GM was apparently using the 100,000 mile/5-year warranty to help sell cars, but now believes the warranty really doesn't matter. The automaker is taking its 100,000 mile/5-year powertrain warranty and reducing it to 60,000 miles/5 years. And that's not the only decreased coverage that will start with 2016 models of Chevy and GMC vehicles.

GM says it maintenance programs will be cut in half, from four free visits within 24 months down to two visits within 24 months.

GM seems to believe a longer warranty really doesn't help sell Chevrolet and GMC vehicles, so there is no reason to provide customers extra piece of mind with a long warranty period relating to the mileage on the vehicles.

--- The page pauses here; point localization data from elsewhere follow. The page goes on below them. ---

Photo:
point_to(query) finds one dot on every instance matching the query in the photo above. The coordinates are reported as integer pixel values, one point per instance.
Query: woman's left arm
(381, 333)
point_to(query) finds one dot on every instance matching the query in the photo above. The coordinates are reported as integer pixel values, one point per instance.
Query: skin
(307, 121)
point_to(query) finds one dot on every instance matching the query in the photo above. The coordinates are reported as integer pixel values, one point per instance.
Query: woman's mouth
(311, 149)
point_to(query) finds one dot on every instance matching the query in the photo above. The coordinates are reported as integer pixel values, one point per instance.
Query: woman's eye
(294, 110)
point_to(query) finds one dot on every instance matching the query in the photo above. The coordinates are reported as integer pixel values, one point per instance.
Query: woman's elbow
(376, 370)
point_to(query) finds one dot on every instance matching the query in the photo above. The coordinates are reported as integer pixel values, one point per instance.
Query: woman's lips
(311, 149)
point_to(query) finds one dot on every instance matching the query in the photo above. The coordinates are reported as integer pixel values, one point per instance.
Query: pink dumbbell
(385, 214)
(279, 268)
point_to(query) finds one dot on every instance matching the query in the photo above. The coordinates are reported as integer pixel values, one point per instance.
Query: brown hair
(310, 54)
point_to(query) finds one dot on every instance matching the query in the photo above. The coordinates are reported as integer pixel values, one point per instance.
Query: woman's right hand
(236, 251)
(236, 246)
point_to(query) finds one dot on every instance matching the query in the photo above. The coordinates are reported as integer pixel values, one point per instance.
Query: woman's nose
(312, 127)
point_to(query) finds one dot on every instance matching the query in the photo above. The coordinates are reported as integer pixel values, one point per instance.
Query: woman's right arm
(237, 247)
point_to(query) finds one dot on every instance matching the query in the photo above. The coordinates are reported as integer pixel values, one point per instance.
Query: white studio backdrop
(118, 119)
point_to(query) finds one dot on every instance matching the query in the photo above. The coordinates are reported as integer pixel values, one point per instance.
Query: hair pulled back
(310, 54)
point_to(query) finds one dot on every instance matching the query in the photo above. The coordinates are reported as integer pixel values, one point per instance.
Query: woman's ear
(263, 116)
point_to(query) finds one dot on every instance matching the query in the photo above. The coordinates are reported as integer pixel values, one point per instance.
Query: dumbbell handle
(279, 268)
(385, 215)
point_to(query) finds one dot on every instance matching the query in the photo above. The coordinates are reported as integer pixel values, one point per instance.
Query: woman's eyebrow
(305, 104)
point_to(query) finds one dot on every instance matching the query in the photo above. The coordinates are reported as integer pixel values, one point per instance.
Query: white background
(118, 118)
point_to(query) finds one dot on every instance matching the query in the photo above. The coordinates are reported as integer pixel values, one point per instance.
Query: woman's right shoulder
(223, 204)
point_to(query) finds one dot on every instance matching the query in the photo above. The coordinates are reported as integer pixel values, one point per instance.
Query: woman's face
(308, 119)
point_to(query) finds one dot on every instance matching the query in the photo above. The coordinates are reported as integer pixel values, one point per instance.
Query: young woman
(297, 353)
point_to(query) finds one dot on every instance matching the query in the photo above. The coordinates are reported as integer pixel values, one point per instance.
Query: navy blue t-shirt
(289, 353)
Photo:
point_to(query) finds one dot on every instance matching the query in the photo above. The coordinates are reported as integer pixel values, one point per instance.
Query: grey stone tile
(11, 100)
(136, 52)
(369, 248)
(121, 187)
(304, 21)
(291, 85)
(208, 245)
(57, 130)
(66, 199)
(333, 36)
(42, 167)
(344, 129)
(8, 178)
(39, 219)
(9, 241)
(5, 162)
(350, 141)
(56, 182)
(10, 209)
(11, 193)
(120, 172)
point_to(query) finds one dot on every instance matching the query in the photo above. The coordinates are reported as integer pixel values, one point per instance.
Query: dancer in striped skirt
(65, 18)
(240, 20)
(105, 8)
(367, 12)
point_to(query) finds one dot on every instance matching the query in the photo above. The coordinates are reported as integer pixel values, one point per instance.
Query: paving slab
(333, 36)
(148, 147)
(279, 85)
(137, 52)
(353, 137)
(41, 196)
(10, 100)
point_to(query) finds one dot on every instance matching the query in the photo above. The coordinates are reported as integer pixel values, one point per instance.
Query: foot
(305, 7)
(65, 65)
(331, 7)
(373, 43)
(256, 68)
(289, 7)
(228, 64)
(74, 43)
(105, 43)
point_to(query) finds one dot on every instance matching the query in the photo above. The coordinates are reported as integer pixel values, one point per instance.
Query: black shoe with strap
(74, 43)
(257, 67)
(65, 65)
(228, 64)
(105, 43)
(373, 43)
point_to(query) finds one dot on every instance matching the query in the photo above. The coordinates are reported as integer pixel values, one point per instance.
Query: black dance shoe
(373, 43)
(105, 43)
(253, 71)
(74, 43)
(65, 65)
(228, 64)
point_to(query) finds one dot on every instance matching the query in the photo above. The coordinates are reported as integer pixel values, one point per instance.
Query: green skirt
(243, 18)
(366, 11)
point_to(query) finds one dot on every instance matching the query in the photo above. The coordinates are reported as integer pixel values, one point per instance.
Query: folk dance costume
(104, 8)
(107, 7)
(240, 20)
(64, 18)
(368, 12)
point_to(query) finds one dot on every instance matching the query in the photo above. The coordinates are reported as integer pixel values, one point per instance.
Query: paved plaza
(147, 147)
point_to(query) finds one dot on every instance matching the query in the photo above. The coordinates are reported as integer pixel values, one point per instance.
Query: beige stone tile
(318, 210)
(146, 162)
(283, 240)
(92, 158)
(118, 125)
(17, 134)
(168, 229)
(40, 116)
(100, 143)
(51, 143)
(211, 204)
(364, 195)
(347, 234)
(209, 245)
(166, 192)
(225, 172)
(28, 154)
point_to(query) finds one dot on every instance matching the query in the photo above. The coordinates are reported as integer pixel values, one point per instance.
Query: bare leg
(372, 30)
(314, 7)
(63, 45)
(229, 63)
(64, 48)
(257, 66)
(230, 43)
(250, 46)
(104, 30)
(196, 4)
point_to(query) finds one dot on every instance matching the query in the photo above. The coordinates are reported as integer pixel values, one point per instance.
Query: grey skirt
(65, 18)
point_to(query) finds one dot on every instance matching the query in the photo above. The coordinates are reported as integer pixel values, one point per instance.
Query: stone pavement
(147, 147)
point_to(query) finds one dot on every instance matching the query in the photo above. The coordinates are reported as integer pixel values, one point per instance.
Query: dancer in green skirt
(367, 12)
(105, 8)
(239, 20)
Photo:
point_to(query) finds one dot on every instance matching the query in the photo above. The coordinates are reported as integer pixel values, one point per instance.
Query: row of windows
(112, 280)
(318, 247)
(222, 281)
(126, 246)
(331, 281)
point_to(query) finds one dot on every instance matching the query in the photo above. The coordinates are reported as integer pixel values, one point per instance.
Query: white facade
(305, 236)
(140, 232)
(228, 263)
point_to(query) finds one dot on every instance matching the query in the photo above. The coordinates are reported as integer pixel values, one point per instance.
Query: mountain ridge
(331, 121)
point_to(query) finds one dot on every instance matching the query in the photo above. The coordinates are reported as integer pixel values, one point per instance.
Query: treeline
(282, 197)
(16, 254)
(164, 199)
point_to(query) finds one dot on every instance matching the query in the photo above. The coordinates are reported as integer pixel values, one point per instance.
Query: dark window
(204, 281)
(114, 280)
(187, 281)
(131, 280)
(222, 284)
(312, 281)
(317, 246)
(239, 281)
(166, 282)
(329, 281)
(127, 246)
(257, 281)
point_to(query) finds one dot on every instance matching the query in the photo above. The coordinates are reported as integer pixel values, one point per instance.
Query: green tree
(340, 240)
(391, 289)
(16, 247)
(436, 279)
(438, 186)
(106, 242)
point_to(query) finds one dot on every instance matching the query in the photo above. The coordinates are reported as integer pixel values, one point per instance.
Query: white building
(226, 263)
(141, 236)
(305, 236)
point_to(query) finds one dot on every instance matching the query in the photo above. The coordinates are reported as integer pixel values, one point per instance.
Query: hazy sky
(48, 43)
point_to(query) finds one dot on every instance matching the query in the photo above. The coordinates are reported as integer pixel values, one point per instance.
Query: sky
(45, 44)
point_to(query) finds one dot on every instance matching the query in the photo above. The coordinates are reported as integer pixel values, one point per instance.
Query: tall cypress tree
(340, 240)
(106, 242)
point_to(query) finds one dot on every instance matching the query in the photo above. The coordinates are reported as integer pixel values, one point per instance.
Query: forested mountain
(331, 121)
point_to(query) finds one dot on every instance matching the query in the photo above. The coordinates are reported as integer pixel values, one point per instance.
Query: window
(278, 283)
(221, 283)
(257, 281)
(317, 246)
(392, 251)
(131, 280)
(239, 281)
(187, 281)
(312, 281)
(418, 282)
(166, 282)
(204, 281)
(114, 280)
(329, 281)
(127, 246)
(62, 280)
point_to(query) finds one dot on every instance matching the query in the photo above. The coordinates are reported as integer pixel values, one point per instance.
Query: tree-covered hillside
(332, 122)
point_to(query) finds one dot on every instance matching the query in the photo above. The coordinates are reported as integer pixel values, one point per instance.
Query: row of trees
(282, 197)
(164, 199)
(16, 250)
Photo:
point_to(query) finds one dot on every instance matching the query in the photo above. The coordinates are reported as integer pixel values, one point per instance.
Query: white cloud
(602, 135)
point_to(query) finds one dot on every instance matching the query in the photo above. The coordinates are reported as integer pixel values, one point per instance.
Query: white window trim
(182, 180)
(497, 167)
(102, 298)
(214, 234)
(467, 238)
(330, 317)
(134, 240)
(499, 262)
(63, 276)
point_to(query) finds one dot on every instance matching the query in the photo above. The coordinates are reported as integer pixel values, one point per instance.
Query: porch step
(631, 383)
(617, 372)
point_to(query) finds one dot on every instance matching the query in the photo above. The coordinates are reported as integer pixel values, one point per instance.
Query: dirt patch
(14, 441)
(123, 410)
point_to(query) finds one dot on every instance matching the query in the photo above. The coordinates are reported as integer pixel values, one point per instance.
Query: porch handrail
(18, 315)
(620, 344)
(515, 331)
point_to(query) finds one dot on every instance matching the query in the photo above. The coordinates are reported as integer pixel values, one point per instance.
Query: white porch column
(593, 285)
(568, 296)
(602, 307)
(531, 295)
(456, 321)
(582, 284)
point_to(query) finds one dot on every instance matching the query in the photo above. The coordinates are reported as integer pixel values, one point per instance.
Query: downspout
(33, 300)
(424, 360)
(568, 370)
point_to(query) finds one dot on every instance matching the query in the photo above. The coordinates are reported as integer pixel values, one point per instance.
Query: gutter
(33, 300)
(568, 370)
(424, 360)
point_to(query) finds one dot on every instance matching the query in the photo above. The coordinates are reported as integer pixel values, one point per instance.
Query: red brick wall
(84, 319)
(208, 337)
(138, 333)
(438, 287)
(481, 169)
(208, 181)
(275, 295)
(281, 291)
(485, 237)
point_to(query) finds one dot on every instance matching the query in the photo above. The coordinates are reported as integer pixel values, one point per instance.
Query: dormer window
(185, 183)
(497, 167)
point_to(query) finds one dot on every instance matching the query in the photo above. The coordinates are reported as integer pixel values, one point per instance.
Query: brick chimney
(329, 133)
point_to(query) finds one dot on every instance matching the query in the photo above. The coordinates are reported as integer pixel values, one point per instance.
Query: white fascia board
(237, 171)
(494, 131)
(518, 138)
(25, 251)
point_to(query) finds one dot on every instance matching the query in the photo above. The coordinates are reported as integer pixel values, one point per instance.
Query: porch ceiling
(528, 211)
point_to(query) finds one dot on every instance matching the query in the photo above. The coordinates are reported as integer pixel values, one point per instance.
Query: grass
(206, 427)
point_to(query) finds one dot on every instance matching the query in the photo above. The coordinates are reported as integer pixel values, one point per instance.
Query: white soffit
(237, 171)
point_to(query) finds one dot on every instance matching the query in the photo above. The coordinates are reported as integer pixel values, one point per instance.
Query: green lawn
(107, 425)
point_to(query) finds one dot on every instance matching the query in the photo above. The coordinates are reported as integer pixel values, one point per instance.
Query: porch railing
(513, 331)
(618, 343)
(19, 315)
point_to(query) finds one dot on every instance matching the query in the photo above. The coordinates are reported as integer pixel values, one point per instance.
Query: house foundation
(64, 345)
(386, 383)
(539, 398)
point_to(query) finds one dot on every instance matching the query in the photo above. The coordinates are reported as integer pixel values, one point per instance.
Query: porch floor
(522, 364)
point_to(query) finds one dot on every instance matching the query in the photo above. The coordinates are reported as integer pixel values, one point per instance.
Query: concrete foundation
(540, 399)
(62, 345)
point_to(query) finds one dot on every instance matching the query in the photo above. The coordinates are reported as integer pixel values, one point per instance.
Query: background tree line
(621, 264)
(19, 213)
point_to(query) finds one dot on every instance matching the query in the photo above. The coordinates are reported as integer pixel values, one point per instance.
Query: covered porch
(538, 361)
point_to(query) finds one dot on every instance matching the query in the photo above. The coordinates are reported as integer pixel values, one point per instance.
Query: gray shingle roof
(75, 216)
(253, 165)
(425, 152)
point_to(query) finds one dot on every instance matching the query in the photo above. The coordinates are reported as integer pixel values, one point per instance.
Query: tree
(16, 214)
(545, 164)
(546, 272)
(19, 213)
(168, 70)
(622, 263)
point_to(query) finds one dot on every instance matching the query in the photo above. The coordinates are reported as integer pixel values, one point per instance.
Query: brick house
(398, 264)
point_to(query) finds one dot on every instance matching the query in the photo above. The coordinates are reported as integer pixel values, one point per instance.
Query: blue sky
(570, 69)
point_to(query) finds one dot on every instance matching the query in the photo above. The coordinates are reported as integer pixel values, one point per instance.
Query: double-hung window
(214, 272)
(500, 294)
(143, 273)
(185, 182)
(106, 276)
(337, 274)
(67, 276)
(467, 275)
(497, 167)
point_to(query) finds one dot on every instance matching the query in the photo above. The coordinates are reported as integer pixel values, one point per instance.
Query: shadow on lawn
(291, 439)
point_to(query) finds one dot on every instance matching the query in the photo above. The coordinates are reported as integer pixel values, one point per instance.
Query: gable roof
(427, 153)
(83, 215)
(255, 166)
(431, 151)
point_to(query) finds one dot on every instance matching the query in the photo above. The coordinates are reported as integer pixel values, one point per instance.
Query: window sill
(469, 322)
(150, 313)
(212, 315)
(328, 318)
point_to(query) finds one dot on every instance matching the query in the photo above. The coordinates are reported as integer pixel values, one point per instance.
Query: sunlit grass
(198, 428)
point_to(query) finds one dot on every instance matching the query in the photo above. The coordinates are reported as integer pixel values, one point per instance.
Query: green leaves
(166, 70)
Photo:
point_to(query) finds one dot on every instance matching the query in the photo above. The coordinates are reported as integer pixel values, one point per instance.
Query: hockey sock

To be honest, the new GM warranty coverage terms will now match more closely to powertrain warranties from Ford, Chrysler and Toyota. But it's still a distance to catch up with Hyundai/Kia that provide powertrain coverage for 100,000 miles/10 years.

It's difficult to see how decreasing the length of warranty will help GM, and you have to wonder if the tremendous expenses related to defective ignition switches have anything to do with this. The automaker is paying out millions to compensate victims who were killed or injured by the faulty switches.

Additionally, GM has been battered by investigations, recalls and lawsuits associated with ignition switches that can move out of position and cut power to millions of cars.

One of those lawsuits involved Brooke Melton, a 29-year-old Georgia woman who was killed in 2010 when her 2005 Chevy Cobalt crashed after it went out of control and was hit by another vehicle. Her family had sued GM and settled the case for $5 million accusing GM of hiding the defective ignition switches from the public.

However, after realizing the scope of the problem and viewing more evidence that GM knew the switches were deadly, Melton's family re-filed the lawsuit and today, GM settled that case for an undisclosed sum.